La Promesse de conformité volontaire (PCV) est habituellement le premier niveau d'obligation. Il s'agit d'un engagement, écrit et signé, de l'employeur ou de l'employé envers un agent de santé et de sécurité du Programme du travail. L'employeur ou l'employé s'engage à corriger les infractions décrites dans la PCV et à transmettre à l'agent une confirmation écrite selon laquelle la situation a été corrigée à une date fixée. Toutefois, on ne fait jamais appel à une PCV pour corriger une situation jugée dangereuse.
Une instruction est un avis écrit officiel ordonnant à un employeur ou à un employé de mettre fin à une infraction au Code ou de la corriger dans un certain délai. Un agent de santé et de sécurité du Programme du travail doit donner une instruction si, au cours d'une enquête ou d'une inspection, l'agent détermine qu'il existe un « danger », ou si des mesures correctives spécifiées dans une PCV précédente n'ont pas été prises.
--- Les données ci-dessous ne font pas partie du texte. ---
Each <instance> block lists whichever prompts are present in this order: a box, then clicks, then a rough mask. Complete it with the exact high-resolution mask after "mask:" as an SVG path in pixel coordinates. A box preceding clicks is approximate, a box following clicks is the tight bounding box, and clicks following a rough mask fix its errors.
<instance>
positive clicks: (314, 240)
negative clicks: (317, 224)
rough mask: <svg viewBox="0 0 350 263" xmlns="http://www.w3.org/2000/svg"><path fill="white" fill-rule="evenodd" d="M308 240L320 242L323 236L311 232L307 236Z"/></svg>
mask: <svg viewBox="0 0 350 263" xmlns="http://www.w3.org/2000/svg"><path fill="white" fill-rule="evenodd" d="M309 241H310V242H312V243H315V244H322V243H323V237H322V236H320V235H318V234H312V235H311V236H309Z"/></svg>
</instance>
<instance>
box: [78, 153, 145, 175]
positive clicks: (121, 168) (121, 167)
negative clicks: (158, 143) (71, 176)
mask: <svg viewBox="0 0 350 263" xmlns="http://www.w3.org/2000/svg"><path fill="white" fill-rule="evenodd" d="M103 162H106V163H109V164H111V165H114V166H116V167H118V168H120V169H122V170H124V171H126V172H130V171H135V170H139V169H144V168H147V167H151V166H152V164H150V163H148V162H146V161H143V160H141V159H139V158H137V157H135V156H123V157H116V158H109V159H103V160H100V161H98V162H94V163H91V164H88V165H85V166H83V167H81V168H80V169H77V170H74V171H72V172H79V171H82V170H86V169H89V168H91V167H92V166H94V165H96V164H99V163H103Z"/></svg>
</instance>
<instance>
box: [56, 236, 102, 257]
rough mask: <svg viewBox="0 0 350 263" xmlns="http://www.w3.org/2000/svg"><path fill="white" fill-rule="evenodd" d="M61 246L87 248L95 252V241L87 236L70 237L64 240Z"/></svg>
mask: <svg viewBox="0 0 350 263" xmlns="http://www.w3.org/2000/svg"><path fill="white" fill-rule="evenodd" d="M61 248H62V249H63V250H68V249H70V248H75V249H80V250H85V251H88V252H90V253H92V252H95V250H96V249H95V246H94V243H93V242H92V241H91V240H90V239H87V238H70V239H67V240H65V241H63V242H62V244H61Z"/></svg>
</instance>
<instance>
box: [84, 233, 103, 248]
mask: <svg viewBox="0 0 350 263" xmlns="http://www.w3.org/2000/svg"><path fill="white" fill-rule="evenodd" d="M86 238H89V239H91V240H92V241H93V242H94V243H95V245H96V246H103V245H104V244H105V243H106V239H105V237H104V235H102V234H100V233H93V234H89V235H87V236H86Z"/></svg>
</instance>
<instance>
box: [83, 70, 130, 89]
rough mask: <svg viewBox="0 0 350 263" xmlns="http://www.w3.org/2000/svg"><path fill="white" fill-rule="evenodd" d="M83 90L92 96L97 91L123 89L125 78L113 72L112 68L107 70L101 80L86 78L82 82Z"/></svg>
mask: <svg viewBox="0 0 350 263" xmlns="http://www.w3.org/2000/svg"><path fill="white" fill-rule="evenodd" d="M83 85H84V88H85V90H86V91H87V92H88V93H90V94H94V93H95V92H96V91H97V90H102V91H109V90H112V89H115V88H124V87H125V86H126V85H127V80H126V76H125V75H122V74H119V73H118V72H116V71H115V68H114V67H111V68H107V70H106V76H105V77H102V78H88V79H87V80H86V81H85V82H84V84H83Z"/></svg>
Des employeurs, des employés ou des syndicats peuvent interjeter appel. Cependant, l'appel n'a pas pour effet de suspendre la mise en œuvre de l'instruction, qui doit être exécutée jusqu'à ce qu'un agent d'appel ne l'annule.
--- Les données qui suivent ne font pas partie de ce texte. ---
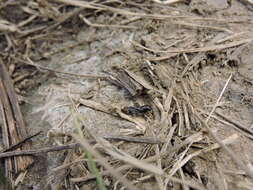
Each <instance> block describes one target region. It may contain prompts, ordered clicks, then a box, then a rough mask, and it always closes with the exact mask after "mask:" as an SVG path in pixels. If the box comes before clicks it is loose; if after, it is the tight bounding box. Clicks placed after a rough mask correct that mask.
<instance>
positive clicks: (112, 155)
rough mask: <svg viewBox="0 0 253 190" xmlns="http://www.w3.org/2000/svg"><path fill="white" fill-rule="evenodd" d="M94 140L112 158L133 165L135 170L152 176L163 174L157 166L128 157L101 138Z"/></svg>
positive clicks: (130, 164)
mask: <svg viewBox="0 0 253 190" xmlns="http://www.w3.org/2000/svg"><path fill="white" fill-rule="evenodd" d="M93 136H94V135H93ZM94 138H95V139H96V140H97V141H98V142H99V143H100V145H102V146H103V148H104V150H105V151H106V152H107V153H108V154H109V155H111V156H112V157H114V158H116V159H119V160H122V161H124V162H126V163H128V164H130V165H133V166H135V167H137V168H140V169H143V170H145V171H147V172H150V173H153V174H158V175H162V174H163V171H162V170H161V169H159V168H158V167H157V166H153V165H151V164H148V163H146V162H145V161H142V160H138V159H136V158H134V157H132V156H130V155H129V154H127V153H125V152H124V151H122V150H119V149H118V148H116V147H115V146H113V145H112V144H111V143H109V142H108V141H106V140H104V139H102V138H99V137H95V136H94Z"/></svg>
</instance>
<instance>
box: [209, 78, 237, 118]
mask: <svg viewBox="0 0 253 190" xmlns="http://www.w3.org/2000/svg"><path fill="white" fill-rule="evenodd" d="M232 76H233V75H232V74H230V76H229V78H228V80H227V81H226V84H225V85H224V87H223V89H222V91H221V93H220V95H219V97H218V99H217V101H216V103H215V105H214V106H213V108H212V111H211V112H210V114H209V115H208V117H207V118H206V122H208V121H209V119H210V117H211V116H212V114H213V112H214V111H215V109H216V108H217V105H218V104H219V102H220V100H221V97H222V96H223V94H224V92H225V90H226V88H227V86H228V83H229V81H230V79H231V78H232Z"/></svg>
Le Tribunal de santé et sécurité au travail Canada (anciennement le Bureau d'appel canadien) examine l'appel et a le pouvoir de confirmer, d'annuler ou de modifier l'instruction.
Si l'agent de santé et de sécurité du Programme du travail détermine qu'une infraction à la partie II du Code canadien du travail a été commise, des poursuites peuvent être engagées avec le consentement du ministre.
Les poursuites surviennent habituellement par suite d'une infraction grave ou lorsqu'une mesure corrective exigée dans le cadre d'une instruction n'a pas été prise.
Les accusations doivent être portées dans l'année suivant la date de l'infraction. La pénalité pour de telles infractions va de 100 000 $ à 1 000 000 $, assortie d'une peine maximale de deux ans d'emprisonnement.